Das städtebauliche Konzept verfolgt das Ziel, eine klare Setzung zu schaffen. Dies wird durch die Bildung eindeutiger Raumkanten und die Schaffung zweier großzügiger Auftaktplätze erreicht. Ergänzt wird das Ensemble durch einen weitläufigen, grünen Stadtpark, der als zentrale Erholungsfläche fungiert. Der nördliche Auftaktplatz wird darüber hinaus als Veranstaltungsfläche für die traditionelle Kirmes genutzt und erhält somit eine besondere Bedeutung für das kulturelle Leben der Stadt. Die Quartiersgarage wird am Münsterdamm positioniert und als kompakter Baukörper gestaltet, um den verfügbaren Raum effizient zu nutzen. Das neue Rathaus, als Herzstück des Projekts, wird bewusst an der Ecke Rathausstraße sowie der Straße „Hinter der Lake“ platziert. Diese prominente Positionierung unterstreicht die Bedeutung des Gebäudes als Verwaltungs- und Identifikationsort der Stadt. Der neu entstehende südwestliche Auftaktplatz an der Ecke Münsterdamm/Rathausstraße schafft ein einladendes und repräsentatives Entree, das die Ankunft in Greven städtebaulich aufwertet. Das neue Rathaus übernimmt eine verbindende Funktion zwischen zwei zentralen Bereichen der Stadt: dem Bahnhof und der Innenstadt. Der nördliche Bereich mit dem grünen Stadtpark und dem nordöstlichen Auftaktplatz leitet Besucher aus der Innenstadt und führt sie durch das Quartier. Das Gebäude fungiert damit als Vermittler zwischen den unterschiedlichen städtischen Richtungen und Strukturen.

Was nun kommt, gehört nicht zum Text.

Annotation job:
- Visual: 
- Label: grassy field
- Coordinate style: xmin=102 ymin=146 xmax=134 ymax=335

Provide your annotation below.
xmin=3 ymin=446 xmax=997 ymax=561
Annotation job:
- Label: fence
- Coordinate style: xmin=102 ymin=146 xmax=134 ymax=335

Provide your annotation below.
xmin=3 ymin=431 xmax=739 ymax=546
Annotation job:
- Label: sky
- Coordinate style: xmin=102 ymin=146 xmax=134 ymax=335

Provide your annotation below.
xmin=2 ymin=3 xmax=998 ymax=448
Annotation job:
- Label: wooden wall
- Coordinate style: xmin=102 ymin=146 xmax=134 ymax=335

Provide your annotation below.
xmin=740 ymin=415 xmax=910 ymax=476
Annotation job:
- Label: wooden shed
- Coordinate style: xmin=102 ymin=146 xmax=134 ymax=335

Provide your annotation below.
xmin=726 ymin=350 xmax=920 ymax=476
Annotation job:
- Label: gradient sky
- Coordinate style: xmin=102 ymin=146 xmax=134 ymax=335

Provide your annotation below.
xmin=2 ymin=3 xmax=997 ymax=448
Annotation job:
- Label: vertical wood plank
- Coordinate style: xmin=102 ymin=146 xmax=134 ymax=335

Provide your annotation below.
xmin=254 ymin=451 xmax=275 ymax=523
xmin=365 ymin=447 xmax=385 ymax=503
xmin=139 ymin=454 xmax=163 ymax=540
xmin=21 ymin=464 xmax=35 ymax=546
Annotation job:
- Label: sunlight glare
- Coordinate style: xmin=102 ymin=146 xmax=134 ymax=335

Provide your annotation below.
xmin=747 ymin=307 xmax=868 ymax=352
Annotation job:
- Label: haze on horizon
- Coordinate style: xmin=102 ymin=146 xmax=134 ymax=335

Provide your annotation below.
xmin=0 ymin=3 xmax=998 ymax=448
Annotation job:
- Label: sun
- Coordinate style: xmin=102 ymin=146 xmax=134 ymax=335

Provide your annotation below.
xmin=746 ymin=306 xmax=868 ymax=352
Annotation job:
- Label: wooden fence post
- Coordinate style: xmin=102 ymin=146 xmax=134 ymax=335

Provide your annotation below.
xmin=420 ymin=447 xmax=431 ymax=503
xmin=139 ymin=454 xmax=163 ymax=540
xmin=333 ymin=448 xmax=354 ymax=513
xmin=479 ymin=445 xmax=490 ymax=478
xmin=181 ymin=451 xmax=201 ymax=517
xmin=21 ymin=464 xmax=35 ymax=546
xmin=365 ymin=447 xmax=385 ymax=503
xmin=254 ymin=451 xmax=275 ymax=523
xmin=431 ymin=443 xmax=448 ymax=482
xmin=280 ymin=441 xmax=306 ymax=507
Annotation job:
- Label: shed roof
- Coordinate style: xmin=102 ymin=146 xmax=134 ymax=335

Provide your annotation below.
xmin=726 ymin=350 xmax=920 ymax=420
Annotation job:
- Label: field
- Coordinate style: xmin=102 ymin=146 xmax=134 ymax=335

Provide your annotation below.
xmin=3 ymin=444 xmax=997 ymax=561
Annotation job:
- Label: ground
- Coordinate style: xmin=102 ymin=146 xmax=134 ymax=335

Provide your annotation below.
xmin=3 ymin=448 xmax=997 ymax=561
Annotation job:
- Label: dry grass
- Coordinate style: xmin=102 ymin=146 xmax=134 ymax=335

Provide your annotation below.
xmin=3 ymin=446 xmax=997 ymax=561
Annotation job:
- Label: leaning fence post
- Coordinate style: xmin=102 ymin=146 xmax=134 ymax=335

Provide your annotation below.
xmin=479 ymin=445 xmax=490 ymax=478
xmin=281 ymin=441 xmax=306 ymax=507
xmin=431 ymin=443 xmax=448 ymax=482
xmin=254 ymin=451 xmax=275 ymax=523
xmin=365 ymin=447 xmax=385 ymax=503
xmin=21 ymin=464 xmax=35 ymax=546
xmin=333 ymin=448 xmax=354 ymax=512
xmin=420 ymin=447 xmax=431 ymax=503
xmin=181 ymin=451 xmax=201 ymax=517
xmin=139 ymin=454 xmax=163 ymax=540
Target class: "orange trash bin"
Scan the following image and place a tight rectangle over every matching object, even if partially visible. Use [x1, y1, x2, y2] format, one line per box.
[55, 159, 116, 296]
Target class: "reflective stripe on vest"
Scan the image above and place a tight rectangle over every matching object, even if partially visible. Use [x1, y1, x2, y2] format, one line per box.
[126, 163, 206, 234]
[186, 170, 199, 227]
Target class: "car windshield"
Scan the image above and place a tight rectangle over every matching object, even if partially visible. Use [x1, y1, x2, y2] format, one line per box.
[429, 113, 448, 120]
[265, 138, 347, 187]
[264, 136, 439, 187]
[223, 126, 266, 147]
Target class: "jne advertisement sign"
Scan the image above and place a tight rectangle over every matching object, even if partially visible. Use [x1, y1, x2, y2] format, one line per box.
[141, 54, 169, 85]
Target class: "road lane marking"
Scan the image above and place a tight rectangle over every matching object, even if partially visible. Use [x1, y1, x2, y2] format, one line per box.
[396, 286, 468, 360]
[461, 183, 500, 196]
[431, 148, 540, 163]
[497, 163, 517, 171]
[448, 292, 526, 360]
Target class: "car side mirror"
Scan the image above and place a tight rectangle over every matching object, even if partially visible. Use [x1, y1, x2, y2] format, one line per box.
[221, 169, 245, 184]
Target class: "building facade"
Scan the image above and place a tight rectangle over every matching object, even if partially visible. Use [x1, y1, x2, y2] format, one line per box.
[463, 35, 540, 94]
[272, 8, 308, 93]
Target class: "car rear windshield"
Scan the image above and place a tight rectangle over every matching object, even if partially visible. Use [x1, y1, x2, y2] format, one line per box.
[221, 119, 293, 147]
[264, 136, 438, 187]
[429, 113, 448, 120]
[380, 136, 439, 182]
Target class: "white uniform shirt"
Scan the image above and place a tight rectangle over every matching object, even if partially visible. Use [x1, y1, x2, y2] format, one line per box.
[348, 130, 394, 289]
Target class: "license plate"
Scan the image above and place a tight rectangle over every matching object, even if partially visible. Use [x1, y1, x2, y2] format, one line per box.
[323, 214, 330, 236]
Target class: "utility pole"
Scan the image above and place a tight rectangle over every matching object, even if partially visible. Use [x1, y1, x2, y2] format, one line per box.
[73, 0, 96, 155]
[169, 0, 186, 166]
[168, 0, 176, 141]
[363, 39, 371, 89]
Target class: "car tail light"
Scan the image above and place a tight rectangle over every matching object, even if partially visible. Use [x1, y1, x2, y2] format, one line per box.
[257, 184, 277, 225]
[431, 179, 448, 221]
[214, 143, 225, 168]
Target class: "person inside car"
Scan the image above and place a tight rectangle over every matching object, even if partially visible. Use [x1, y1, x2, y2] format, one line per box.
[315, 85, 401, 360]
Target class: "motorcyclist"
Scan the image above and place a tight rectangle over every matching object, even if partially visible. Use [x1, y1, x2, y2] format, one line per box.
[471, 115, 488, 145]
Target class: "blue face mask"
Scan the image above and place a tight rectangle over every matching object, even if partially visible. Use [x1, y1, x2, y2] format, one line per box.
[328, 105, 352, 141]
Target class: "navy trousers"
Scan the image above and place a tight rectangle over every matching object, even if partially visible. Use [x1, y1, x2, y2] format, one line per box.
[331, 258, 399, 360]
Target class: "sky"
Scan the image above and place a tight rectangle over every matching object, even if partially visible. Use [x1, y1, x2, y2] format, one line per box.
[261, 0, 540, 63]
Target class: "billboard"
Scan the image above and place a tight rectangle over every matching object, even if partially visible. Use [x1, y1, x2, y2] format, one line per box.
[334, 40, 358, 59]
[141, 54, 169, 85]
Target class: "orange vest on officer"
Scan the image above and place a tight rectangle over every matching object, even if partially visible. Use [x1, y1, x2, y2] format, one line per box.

Architektonisch setzt sich der Neubau aus zwei ineinander verschränkten, quadratischen Baukörpern zusammen. Der leichte Versatz der beiden Baukörper bricht die Länge der Gesamtstruktur auf und fügt sich dadurch harmonisch in die bestehende Körnung der umgebenden Architektur ein. Gleichzeitig verleiht dieser gestalterische Bruch dem Gebäude eine moderne und eigenständige Erscheinung. Der abgestaffelte Zweiklang setzt seinen Hochpunkte bewusst am Stadteingang und schafft dadurch eine angemessene Präsenz. Der flachere Gebäudeteil vermittelt hingegen im Kreuzungsbereich und zu den bestehenden Höhen der Rathausstraße. Die Dachlandschaft des Rathauses interpretiert die traditionelle Architektur der Altstadt Grevens neu und schafft eine ikonografische Silhouette, die das Stadtbild prägt und einen Wiedererkennungswert bietet. Das Erdgeschoss des Neubaus ist nahezu vollständig transparent gestaltet, wodurch der Baukörper von allen Seiten einladend wirkt. Diese Transparenz trägt nicht nur zur Offenheit und Zugänglichkeit bei, sondern sorgt auch für eine bessere Interaktion zwischen Innen- und Außenraum. Die großzügigen Dachüberstände bieten zusätzlichen Komfort, indem sie witterungsgeschützte Bereiche schaffen, die insbesondere für die wartenden Fahrgäste des Omnibusbahnhofs von Bedeutung sind.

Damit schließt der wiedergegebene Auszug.